Corporate Diversification and Dependence
For corporate management, the strategic decision between running a firm with multiple businesses or focusing on its core business is of fundamental importance. The question of whether corporate diversification creates or destroys value has attracted the attention of researchers and practitioners for quite some time.
The author provides a comprehensive overview of the latest research on the corporate diversification effect on firm value and derives important findings for firm valuation. The well-established standard valuation models are often barely able to consider the peculiarities of multi-business firms, which often operate in various industries and have unique characteristics with respect to growth potential, cash flow dynamics and risk exposure, among other factors.
The author presents a multi-business firm valuation approach which includes the effects of corporate diversification on firm value.

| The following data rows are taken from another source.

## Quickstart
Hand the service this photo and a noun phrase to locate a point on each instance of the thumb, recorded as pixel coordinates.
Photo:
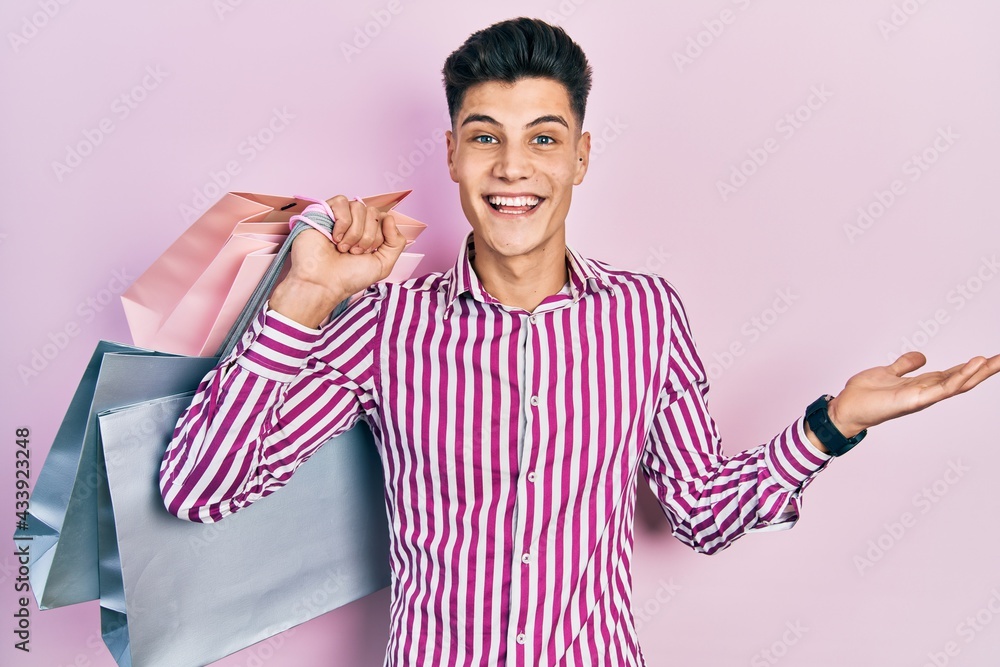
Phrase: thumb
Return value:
(907, 362)
(393, 238)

The approach contains an explicit projection of the different characteristics for each business segment and considers segment-specific cash flows and capital costs, reflecting the differences in risk and growth characteristics across the different businesses in which a firm operates.
The model also reflects diversification effects across the various phases of the business cycle, by considering asymmetric co-movements between businesses, which the author reveals in an empirical study. These diversification effects include cross-subsidization between business segments and risk reduction through debt co-insurance effect, as well as the impact on bankruptcy costs.
The findings are useful for strategic business planning and the choice of M&A and private equity investments. The work is particularly relevant to decisions on optimal diversification strategy in business portfolio analysis and risk management.